On Morita equivalences with endopermutation source and isotypies
Xin Huang
TL;DR
The paper defines almost isotypy as a natural relaxation between Broué's weak isotypy and Linckelmann's isotypy, for blocks sharing a defect group $P$ and fusion system $\\mathcal{F}$. It shows that a Morita equivalence realized by a bimodule with an endopermutation source $V$ yields an almost isotypy whenever the source character values $\\rho_V$ are integers; under $p \ge 3$ and abelian $P$, signs can be chosen to obtain an actual isotypy in Lin18b. The results connect local Morita equivalences induced by slashed modules with global decomposition numbers, and provide a lifting theory from modular to integral settings, illustrating how endopermutation sources govern fusion-compatible correspondences between blocks. A counterexample for $p=2$ and $P=Q_8$ shows that almost isotypy is the optimal notion in general, even when $\\rho_V$ is integral. Together with prior work by Kessar–Linckelmann and Lin18b, the paper advances understanding of how endopermutation sources control isotypy-type relations in block theory and Morita theory.
Abstract
We introduce a new type of equivalence between blocks of finite group algebras called an almost isotypy.

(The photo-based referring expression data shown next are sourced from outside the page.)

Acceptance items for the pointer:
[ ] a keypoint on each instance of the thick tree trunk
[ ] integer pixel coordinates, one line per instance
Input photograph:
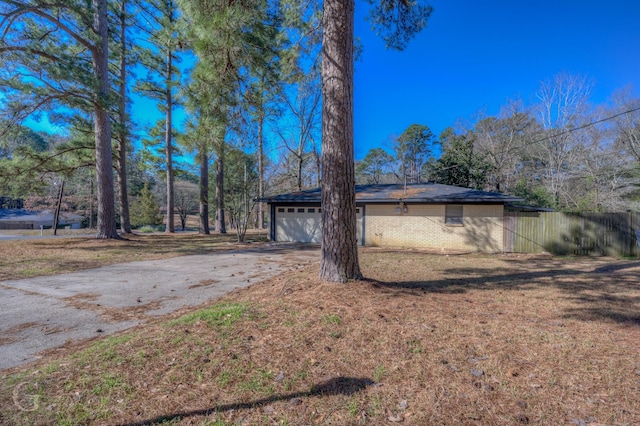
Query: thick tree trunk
(125, 223)
(221, 226)
(56, 215)
(260, 172)
(170, 225)
(339, 261)
(102, 127)
(204, 194)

An almost isotypy restricts to a weak isotypy in Broué's original definition, and it is slightly weaker than Linckelmann's version. We show that a bimodule of two block algebras of finite groups - which has an endopermutation module as a source and which induces a Morita equivalence - gives rise, via slash functors, to an almost isotypy if the character values of a (hence any) source are rational integers. Consequently, if two blocks are Morita equivalent via a bimodule with endopermutation source, then they are almost isotypic. We also explain why the notion of almost isotypies is reasonable.